L'organisme gardois, qui emploie 24 équivalents temps plein (et ne communique pas sur son chiffre d'affaires), vient d'annoncer avoir levé 3,5 millions d'euros. Il s'agit notamment d'accompagner la sortie des membres de la famille Foglia, fondatrice de ForProf. La société de capital-investissement NextStage AM, qui investit dans des PME-PMI de la santé intelligente, de l'innovation environnementale et du digital, rejoint au capital de l'entreprise gardoise les deux actionnaires historiques, BNP Paribas Développement de Sofilaro, qui ont renouvelé leur confiance à ForProf.

La levée de fonds va aussi apporter de nouveaux moyens à l'organisme, qui indique vouloir accélérer sur la commercialisation de La Fabrique du Prof et de son offre ForProf School, créée en 2022 à destination des entreprises qui souhaiteraient offrir (tout ou partiellement) un soutien scolaire aux enfants de leurs salariés.

« Nous voulons développer La Fabrique du Prof, notamment pour répondre à des besoins émergents dans certains pays de la francophonie, plus particulièrement en Afrique où des écoles privées qui travaillent sous programmes français ont besoin de renforcer la formation des enseignants recrutés localement », précise Brigitte Buisson.

« C'est un sujet très politique »

Enfin, ForProf souhaite financer un autre projet qui s'annonce au long cours : la création d'une agence de recrutement spécialisée « qui mettrait à disposition des professeurs remplaçants formés et évalués » pour les écoles primaires publiques ou privées.

« Nous avons un réseau de 65.000 professeurs, et trois stagiaires sur dix qui suivent notre préparation au concours ne réussissent pas donc nous aimerions proposer ces personnes qui ont des bases solides pour faire des remplacements dans les écoles du premier degré », explique la dirigeante.

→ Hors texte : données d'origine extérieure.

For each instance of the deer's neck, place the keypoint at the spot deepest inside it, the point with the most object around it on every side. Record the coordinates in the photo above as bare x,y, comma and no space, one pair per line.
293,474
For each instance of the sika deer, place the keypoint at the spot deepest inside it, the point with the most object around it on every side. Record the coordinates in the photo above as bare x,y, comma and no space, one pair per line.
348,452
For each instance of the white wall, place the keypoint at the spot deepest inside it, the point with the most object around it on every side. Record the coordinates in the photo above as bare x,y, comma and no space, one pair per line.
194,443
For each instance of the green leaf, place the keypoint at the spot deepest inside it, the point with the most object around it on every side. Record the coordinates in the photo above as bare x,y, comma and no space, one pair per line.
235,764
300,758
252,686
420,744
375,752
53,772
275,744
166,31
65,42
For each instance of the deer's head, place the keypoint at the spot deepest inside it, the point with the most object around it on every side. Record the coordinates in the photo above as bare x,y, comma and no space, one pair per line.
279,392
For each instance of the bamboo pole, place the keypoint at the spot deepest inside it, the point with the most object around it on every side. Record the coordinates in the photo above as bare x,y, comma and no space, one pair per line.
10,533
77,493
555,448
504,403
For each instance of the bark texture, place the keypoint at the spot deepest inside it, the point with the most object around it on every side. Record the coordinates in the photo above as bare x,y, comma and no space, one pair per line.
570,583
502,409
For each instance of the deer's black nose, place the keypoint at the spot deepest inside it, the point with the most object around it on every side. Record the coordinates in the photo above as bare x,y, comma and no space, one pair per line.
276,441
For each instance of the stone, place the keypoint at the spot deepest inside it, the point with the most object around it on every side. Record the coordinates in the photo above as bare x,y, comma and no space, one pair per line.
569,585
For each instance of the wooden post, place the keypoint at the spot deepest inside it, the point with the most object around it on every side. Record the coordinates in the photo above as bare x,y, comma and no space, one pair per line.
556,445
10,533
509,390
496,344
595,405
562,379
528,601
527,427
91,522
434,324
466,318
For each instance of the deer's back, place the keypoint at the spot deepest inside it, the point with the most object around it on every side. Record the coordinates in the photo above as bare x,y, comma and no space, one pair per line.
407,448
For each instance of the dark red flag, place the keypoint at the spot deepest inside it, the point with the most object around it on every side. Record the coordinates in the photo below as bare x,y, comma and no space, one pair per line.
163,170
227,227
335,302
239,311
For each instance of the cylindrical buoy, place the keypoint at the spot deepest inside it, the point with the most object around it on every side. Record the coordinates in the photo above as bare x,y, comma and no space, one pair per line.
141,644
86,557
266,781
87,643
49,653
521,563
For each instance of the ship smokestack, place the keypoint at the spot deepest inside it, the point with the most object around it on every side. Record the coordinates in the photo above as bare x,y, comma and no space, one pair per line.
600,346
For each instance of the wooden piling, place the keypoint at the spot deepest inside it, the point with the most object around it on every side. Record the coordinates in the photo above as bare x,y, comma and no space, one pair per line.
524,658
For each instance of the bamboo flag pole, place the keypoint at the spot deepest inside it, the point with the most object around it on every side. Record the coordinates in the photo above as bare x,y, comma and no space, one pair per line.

A la question de l'absence de qualification des personnes non titulaires du CRPE, Brigitte Buisson répond que les contractuels que l'Education nationale recrute désormais pour pallier un nombre insuffisant d'enseignants ne sont pas non plus formés, « alors que les personnes que nous proposerions ont le niveau requis et une formation d'un an avec ForProf, elles savent donc ce que c'est d'enseigner, la pédagogie, la didactique, etc. ».

La mise en place d'une telle offre s'annonce complexe.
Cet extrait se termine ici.